Dropbox Partner Day 2019 を開催

2019 5 28 ()
フクラシア丸の内オアゾ

Dropbox Japan 株式会社は、主要なパートナー企業様にお集まりいただき、「Dropbox Partner Day 2019」を開催しました。日本法人をはじめ、シンガポールおよびサンフランシスコからも、パートナー プログラムの関係者が集まり、パートナー セールスの戦略と製品ロードマップを解説。2019 年の日本市場拡大に向けた、新しい取り組みについても説明いたしました。また、ネットワーキング パーティでは、パートナー様の事例とアワードを発表。この一年間で活躍されたパートナー企業様をご紹介いたしました。

国内ビジネスの活性化を後押しする、Dropbox Business の戦略

最初のセッションには、五十嵐 光喜 (Dropbox Japan 株式会社 代表取締役社長) が登壇。パートナー企業の皆様へのご挨拶を行うとともに、Dropbox Business の事業戦略をご説明いたしました。

Dropbox 2018 年度にビジネスが大きく躍進。グローバルでは、売上高約 13.9 億ドル、時価総額 92.8 億ドルの実績を残しています。フリー ユーザー約 5 億人に対して、有料ユーザーは約 1,270 万人。1 年間で約 170 万人の有料ユーザーが増加しています。国内においても、パートナー企業の皆様のご活躍もあり、ビジネスでの Dropbox 活用が進んでいます。建設業界や教育分野で急激な成長を遂げています。

「先日、一般社団法人大学 ICT 推進協議会 (AXIES) 様との新しいパートナーシップを発表しましたが、教員、学生、および研究者のみなさまの研究活動におけるコラボレーションをご支援いたします。このように多くのお客様にご利用いただいた結果といたしまして、2019 6 20 日に Dropbox Connect 2019 in Tokyo を開催いたします。このイベントでは、Dropbox をご活用いただいているお客様にご登壇いただき、ご採用いただいた理由やご活用方法、導入効果などについてお話をいただきます。

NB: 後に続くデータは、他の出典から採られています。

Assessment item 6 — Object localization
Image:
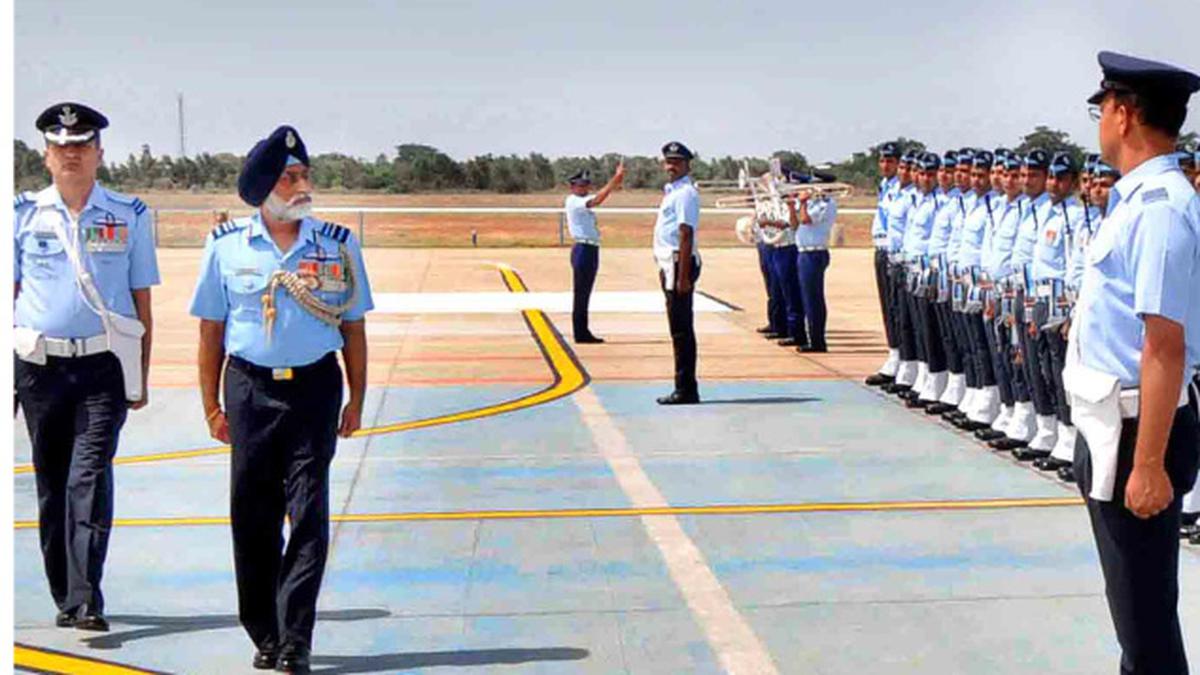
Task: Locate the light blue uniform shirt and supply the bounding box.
[1075,155,1200,388]
[954,191,995,267]
[887,183,919,253]
[929,187,959,258]
[191,214,374,368]
[13,183,160,338]
[902,191,937,262]
[563,195,600,241]
[946,190,976,264]
[654,175,700,264]
[796,196,838,249]
[1013,192,1050,269]
[1033,197,1085,281]
[871,175,900,249]
[979,195,1025,279]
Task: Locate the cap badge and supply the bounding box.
[59,106,79,126]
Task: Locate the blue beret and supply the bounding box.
[662,141,695,161]
[1025,148,1050,171]
[916,153,942,171]
[1048,153,1079,177]
[238,125,308,207]
[1092,160,1121,178]
[1087,52,1200,104]
[34,102,108,145]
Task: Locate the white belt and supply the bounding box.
[43,333,108,359]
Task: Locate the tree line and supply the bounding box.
[13,126,1196,193]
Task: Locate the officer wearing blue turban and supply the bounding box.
[191,126,374,671]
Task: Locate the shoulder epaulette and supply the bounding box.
[1141,187,1170,204]
[212,220,242,240]
[320,222,350,244]
[108,190,150,215]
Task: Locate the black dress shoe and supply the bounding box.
[658,392,700,406]
[251,641,280,670]
[72,605,108,633]
[54,609,76,628]
[275,643,310,673]
[988,436,1030,450]
[1033,458,1072,471]
[1013,447,1050,461]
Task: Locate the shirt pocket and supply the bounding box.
[20,235,66,279]
[224,270,270,321]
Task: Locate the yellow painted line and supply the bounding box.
[12,643,158,675]
[13,264,589,474]
[9,497,1084,530]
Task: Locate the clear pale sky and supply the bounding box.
[13,0,1200,162]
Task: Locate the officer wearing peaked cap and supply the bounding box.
[563,162,625,345]
[654,141,700,405]
[191,126,373,671]
[1064,52,1200,673]
[13,103,158,631]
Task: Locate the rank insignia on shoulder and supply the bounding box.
[320,222,350,244]
[1141,187,1170,204]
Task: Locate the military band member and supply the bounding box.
[13,103,158,631]
[191,126,374,673]
[1064,52,1200,673]
[563,162,625,345]
[787,184,838,353]
[866,141,901,387]
[654,141,700,406]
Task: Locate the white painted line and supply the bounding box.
[571,388,779,675]
[374,291,731,315]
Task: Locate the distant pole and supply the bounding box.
[178,91,187,159]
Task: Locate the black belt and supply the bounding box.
[229,352,337,381]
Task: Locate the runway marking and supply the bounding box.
[14,497,1084,530]
[574,389,779,674]
[12,643,161,675]
[13,264,589,474]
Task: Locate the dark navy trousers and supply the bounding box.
[796,251,829,350]
[224,352,342,646]
[770,245,808,342]
[571,244,600,339]
[13,352,128,611]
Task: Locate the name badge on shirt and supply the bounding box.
[296,255,346,293]
[84,214,130,253]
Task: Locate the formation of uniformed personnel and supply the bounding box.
[654,141,701,405]
[1064,52,1200,673]
[191,126,373,671]
[13,103,158,631]
[563,162,625,345]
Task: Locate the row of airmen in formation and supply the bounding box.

」五十嵐 光喜 (Dropbox Japan 株式会社 代表取締役社長)

Dropbox Connect 2019 in Tokyo では、教育分野から慶應義塾大学様、広告業界から株式会社電通様、建設業界から飛島建設株式会社様の活用事例を解説。また、メディア業界の事例として、Dropbox UK, Ltd. から BBC (英国放送協会) での活用方法をご紹介いたします。

2019 年度はパートナー様とともにさらなる飛躍を実現するため、インフラ増強、働き方改革、クラウド シフト推進の 3 つの分野に注力。インフラ増強においては、日本国内でのローカル ホスティング提供を 2019 年夏より開始予定。働き方改革においては、1 日の 35% の時間を費やしていると言われる、情報収集や社内調整などの本業以外の作業を効率化する新機能を提供いたします。クラウド シフト推進においては、Windows Server 2008/Windows 7 サポート終了 (EOS) に伴う、移行提案を行います。

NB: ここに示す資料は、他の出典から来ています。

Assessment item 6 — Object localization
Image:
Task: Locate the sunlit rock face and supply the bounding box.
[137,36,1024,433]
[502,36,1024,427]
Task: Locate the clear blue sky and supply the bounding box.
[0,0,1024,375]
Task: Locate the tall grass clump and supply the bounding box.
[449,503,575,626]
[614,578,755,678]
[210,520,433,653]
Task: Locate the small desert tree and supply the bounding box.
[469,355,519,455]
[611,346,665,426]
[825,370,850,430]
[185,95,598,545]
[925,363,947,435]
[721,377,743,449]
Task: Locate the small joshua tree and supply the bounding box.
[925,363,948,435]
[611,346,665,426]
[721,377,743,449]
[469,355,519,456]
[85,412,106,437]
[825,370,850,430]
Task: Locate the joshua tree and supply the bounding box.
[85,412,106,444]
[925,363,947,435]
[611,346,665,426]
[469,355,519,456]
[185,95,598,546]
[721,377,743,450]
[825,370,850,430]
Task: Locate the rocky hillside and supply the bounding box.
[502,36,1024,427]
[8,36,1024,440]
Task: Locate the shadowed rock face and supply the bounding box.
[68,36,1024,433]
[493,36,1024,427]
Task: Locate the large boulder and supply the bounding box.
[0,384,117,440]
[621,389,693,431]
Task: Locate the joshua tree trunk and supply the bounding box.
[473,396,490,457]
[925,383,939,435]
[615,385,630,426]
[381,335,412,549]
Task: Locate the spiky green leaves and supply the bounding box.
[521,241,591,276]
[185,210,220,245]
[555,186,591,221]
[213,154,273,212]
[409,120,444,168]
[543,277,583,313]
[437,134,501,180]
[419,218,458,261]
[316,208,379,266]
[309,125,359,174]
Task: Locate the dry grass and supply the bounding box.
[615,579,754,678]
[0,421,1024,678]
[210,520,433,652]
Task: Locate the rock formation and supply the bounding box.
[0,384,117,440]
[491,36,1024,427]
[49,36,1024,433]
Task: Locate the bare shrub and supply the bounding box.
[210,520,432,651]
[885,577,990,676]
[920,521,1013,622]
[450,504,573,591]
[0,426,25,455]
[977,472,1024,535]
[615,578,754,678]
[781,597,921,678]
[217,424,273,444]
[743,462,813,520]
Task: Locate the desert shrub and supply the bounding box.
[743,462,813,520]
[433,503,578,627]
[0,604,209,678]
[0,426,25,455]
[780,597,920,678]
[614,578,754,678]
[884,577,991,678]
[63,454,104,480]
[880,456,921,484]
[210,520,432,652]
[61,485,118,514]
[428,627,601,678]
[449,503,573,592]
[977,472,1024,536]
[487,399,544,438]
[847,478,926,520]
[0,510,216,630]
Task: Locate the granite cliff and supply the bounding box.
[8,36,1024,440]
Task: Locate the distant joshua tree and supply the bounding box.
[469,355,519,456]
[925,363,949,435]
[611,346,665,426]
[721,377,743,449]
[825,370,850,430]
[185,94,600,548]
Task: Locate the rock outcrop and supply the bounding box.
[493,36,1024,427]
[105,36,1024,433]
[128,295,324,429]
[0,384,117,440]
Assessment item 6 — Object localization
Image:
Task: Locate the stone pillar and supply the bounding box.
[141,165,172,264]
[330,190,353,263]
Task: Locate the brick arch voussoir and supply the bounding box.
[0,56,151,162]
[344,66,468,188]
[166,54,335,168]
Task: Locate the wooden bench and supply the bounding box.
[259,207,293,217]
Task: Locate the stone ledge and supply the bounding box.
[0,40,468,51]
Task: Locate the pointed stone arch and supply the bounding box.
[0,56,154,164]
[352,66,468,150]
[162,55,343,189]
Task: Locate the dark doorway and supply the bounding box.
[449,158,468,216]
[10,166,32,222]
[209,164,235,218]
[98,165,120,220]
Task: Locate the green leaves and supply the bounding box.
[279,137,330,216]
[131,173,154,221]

OS の サポート終了時期には大きな買い替え需要があります。現在のノート PC の主流は SSD ですが、以前の HDD と比べて 512GB 以上の大容量モデルは高額です。このため、256GB モデルや 128GB モデルと Dropbox Business Advanced を組み合わせていただくことで、スマート シンク機能を利用できるため、ハード ドライブの残量を気にすることなく、容量無制限のストレージを利用可能。TCO を削減しながら、ランサムウェア対策やバージョン管理などの副次的効果も享受できます」(五十嵐)

 

グローバルを凌ぐ勢いで成長する日本の市場とパートナー ビジネスに投資

2019 年パートナー ビジネス戦略を解説したのは、アジア太平洋地区を管轄する Marcus Low (Dropbox Singapore Pte Ltd., Head of Asia Pacific & Japan – SMB and Channels)。過去 2 年間のパートナー ビジネスを見ると、グローバルで大きな成長を遂げています。特に日本市場では、対前年比の成長率がグローバル市場の 2 倍です。

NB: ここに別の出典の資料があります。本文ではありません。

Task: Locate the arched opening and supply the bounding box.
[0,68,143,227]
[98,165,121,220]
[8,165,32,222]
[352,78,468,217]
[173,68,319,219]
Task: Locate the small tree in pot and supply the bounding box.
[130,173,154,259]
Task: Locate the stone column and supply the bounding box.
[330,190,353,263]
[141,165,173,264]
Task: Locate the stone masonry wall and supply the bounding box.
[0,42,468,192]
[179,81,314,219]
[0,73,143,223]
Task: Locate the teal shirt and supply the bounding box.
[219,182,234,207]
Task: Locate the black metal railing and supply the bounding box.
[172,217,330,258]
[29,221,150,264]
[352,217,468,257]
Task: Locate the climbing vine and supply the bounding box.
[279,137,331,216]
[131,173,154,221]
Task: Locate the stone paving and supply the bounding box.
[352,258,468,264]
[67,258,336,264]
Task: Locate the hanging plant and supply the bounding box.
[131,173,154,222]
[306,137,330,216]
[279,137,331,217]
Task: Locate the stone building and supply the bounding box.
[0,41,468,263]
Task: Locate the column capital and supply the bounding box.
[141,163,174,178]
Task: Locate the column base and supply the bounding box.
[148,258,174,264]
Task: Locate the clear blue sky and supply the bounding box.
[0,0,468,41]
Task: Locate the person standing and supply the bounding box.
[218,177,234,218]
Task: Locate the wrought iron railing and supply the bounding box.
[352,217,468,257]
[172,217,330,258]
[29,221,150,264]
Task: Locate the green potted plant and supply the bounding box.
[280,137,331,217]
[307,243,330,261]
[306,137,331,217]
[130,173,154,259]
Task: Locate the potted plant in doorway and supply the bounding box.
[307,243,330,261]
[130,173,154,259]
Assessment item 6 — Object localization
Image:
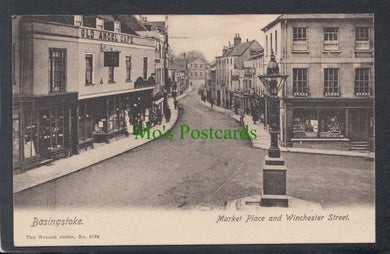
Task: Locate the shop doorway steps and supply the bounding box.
[349,141,370,152]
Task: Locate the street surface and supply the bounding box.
[14,87,375,209]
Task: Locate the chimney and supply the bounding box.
[234,34,241,47]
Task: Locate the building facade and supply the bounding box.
[12,15,156,171]
[188,57,207,85]
[262,14,375,150]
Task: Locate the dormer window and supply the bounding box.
[96,18,104,30]
[114,21,121,33]
[74,15,83,26]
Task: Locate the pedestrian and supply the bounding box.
[173,100,178,109]
[157,108,162,125]
[240,112,244,126]
[165,107,171,123]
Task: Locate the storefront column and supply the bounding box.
[106,97,110,143]
[345,108,349,138]
[316,109,321,138]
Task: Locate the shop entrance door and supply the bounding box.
[350,109,369,142]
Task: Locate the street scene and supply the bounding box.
[12,14,375,210]
[15,86,374,209]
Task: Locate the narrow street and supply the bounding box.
[14,88,374,209]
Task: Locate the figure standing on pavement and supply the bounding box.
[165,107,171,123]
[173,100,178,109]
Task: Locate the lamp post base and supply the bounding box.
[260,194,288,207]
[260,156,288,207]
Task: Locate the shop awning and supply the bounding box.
[79,86,154,100]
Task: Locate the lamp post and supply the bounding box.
[259,53,288,207]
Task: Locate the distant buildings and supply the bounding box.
[262,14,375,150]
[188,57,207,85]
[12,15,170,170]
[215,34,264,112]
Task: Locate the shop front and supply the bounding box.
[78,87,153,144]
[286,100,374,150]
[12,93,78,171]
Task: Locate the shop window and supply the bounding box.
[93,99,107,134]
[23,111,38,158]
[39,108,64,156]
[49,48,66,93]
[85,54,93,85]
[293,69,309,96]
[293,27,307,51]
[126,56,131,81]
[355,27,370,49]
[78,102,93,142]
[74,15,83,26]
[324,27,339,50]
[114,21,121,33]
[324,68,340,96]
[355,68,371,96]
[143,57,148,80]
[108,66,115,83]
[319,110,345,138]
[12,112,20,163]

グローバルを凌ぐ勢いで成長する理由のひとつとして挙げられるのは、特定の業界に絞ったこと。業界に関しては、建設業、教育、メディアに対してアプローチを行いました。これらの業界では共通して、大容量のファイルを保有し、ファイルを中心にコラボレーションが行われています。

もうひとつの成功要因として挙げたのは、パートナー企業の皆様のご協力です。Marcus は日本の市場開発にご協力いただいた SB C&S 株式会社様にお礼の言葉を述べるとともに、2018 年度に多大な貢献をされた 2 社をご紹介しました。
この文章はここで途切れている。